Let’s admit it: We are indeed mad creatures.

This should truly have been the time of our discontent. The northern hemisphere just experienced the hottest summer in recorded history, including month by month the warmest June, July, August, and (by a country mile) September ever. Staggering heat records were set in place after place globally. Fires from Canada to Hawaii to Europe broke all records. (In fact, those Canadian summer fires are now threatening to burn straight into the winter months for the first time — and I fear this phrase is going to be become all-too-boringly repetitive — in history.) The southern hemisphere had a “winter” from — yes! — hell. In Europe, which was burning up, Greece experienced unprecedented fires and floods as well. Libya had a significant part of a major city washed away. China, too, experienced unprecedented flooding around its capital, where 1.2 million people had to be evacuated, and in Hong Kong, too. The sea ice in the Antarctic fell to the lowest levels (yes again!) in recorded history, as did sea ice in the Arctic, helping to ensure a future in which rising sea levels could flood coastal cities. And Greenland has been lending a hand to that same future, starting 2023 with temperatures unmatched in at least 1,000 years and still setting new temperature records in July. Worse yet, that’s just to begin down a list that increasingly seems unending.

In certain parts of my own country, the United States, this summer was all too literally a hell on Earth and, as a New York Times piece headlined it recently, also “A Summer Preview of the Future; Floods, Fires, and Stifling Heat.” (Its first line: “It felt like the opening minutes of a disaster movie.”) A stunning heat wave, for instance, stretched across a drought-stricken Southwest all the way to California, while Phoenix, Arizona, hit an almost unbelievable temperature record of 54 days of 110-degree heat or higher! (Oh, wait, make that 55!)

oil rigs and fire

And that, of course, was just to begin down a seemingly endless list.

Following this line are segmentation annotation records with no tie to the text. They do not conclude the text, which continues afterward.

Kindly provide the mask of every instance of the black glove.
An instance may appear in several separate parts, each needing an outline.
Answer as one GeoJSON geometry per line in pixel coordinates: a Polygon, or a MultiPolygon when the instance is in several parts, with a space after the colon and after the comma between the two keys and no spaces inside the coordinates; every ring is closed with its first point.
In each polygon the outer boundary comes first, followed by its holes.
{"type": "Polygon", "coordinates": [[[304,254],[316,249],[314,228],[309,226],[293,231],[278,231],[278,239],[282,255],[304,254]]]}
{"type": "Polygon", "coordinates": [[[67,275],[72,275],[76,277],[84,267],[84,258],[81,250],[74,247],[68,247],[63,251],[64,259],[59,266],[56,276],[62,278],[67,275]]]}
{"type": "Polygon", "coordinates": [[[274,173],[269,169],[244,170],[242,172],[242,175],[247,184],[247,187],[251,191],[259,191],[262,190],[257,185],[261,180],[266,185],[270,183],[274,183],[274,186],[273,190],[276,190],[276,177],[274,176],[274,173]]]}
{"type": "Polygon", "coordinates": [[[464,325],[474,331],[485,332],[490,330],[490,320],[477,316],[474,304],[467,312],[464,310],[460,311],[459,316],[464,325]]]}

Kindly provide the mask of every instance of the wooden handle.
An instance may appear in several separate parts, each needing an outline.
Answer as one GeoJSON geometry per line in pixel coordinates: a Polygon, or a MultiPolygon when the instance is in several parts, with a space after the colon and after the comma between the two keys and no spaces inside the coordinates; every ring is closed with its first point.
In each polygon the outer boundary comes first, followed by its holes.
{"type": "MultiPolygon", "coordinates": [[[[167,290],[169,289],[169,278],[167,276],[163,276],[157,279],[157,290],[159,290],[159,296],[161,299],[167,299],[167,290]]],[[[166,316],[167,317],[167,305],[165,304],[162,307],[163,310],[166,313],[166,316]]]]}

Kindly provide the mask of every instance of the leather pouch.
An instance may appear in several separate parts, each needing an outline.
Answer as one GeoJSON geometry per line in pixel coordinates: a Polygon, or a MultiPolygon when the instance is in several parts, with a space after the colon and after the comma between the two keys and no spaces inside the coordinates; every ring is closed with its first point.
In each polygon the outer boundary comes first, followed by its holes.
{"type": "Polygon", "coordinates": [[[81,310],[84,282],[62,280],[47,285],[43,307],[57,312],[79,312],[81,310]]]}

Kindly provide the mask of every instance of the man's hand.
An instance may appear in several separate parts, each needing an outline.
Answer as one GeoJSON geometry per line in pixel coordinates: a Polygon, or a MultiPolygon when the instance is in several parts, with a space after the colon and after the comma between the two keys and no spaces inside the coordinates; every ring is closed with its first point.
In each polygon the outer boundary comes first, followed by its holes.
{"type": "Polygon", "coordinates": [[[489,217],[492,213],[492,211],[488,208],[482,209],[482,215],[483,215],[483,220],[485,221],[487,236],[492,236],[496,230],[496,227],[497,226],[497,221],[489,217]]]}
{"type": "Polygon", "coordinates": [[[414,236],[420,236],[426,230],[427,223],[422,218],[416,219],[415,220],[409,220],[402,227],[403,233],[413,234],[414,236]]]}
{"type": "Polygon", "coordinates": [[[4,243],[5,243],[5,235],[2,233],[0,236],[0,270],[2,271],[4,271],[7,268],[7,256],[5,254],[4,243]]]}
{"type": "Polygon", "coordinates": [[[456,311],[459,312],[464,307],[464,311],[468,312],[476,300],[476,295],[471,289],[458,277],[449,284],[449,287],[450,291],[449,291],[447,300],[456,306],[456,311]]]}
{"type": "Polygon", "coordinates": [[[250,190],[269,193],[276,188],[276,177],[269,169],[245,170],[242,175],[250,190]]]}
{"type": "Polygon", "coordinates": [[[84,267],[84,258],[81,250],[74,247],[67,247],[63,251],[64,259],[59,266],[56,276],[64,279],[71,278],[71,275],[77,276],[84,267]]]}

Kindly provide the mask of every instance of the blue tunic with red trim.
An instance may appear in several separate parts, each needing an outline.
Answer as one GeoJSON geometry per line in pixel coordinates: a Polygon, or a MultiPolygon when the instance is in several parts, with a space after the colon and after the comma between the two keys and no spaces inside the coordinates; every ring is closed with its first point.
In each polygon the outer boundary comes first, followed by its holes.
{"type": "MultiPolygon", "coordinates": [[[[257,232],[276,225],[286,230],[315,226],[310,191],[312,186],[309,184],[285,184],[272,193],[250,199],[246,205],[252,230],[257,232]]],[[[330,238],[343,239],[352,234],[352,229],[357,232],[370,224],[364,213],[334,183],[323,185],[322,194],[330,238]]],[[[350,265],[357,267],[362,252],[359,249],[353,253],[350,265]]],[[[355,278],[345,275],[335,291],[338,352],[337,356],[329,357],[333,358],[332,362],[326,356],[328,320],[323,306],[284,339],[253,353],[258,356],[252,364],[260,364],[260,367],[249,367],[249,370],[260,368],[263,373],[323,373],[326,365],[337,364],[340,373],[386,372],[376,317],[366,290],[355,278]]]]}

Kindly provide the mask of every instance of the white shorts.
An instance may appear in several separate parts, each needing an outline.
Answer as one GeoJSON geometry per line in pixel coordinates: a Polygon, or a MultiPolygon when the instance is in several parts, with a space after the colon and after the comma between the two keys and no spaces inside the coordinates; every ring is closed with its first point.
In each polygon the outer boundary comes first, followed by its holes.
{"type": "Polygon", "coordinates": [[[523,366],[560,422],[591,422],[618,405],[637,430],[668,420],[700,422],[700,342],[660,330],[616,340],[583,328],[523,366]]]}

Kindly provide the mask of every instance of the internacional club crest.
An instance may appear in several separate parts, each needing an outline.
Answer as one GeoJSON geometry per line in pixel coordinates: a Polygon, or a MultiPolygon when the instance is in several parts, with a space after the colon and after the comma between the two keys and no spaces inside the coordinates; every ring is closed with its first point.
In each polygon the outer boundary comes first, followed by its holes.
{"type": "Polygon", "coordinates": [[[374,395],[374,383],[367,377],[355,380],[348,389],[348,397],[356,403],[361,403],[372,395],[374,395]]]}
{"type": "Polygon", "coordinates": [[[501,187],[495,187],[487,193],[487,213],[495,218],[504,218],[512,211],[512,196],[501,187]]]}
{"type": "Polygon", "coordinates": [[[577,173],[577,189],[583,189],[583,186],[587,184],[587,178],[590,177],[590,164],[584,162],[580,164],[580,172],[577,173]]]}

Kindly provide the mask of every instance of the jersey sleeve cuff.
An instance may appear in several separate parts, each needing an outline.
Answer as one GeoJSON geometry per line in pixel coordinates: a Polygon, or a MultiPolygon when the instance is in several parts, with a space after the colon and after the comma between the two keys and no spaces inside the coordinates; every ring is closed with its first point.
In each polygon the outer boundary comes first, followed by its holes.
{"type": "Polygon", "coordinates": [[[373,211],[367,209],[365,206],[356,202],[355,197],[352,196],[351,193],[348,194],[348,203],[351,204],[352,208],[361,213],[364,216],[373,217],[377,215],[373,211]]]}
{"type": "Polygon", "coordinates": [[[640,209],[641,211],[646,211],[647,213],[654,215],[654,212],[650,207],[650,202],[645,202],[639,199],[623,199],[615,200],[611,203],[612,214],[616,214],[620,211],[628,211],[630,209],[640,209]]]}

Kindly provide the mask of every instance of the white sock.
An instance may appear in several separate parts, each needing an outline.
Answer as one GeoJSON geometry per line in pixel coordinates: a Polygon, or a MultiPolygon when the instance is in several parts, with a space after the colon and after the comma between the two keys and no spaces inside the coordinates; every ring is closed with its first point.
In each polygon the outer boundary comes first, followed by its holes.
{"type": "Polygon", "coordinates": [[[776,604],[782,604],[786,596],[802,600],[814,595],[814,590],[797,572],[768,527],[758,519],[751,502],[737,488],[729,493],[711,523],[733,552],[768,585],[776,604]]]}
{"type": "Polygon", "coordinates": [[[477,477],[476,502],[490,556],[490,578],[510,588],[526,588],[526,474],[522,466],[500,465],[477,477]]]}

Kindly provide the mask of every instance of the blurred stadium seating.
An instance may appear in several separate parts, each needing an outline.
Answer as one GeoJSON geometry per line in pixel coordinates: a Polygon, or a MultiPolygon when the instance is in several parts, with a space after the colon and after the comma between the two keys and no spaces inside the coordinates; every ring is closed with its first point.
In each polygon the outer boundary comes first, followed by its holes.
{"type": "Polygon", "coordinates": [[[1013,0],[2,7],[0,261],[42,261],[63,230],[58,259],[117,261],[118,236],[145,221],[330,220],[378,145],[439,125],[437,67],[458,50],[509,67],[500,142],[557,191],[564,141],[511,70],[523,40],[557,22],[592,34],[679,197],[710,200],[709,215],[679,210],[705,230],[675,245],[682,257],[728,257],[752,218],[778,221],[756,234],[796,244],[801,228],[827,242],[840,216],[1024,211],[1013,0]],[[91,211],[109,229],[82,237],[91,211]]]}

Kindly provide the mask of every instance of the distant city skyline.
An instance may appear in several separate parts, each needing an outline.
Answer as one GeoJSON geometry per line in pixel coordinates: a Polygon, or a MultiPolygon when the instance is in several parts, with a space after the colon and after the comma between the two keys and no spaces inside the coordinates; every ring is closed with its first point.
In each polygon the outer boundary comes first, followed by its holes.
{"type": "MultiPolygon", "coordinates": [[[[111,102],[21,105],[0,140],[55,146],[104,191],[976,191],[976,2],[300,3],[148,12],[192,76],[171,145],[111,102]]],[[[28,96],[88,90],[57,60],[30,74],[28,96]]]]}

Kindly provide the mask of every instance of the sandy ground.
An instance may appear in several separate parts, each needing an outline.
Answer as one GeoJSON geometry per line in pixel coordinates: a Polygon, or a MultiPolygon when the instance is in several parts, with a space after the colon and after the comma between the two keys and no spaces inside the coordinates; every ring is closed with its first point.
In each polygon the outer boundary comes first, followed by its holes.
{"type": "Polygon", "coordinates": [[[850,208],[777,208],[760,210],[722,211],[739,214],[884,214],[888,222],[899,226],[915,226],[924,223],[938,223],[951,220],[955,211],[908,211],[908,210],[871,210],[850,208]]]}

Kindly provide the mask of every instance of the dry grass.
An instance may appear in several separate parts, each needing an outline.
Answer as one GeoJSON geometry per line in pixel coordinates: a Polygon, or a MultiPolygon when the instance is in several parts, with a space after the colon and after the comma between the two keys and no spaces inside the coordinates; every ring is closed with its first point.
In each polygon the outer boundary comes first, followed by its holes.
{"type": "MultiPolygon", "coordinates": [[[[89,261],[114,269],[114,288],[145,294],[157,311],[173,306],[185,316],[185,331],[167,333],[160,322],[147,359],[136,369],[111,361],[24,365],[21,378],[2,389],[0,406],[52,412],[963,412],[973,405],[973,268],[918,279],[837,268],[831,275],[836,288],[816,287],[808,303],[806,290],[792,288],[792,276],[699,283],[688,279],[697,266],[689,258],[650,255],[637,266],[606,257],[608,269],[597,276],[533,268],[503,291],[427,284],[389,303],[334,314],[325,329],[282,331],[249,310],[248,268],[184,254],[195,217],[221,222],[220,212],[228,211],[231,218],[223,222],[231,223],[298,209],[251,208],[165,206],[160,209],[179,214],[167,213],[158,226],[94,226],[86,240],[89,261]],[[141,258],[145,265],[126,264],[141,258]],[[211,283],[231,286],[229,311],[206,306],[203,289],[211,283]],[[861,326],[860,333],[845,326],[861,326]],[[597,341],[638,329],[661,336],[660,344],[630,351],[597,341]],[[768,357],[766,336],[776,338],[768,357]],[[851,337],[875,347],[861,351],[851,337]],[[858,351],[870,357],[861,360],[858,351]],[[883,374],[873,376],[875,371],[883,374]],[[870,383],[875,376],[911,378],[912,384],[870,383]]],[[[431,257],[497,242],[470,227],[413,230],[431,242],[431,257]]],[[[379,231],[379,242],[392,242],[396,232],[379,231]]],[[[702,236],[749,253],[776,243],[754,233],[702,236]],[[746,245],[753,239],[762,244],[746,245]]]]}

I haven’t even mentioned disappearing mountain glaciers or the soaring temperatures of South Asia or the Middle East. (Iran hit a record heat index temperature of 158 degrees in August.) But let me stop there. It isn’t hard to see that, if we humans continue to use staggering amounts of fossil fuels and so pour ever more greenhouse gasses into the atmosphere — and the latest study indicates that they are heading in that direction at record levels — the Earth, or at least life as we humans have known it on this planet, will, in the long run, almost literally go down in… what else?… flames.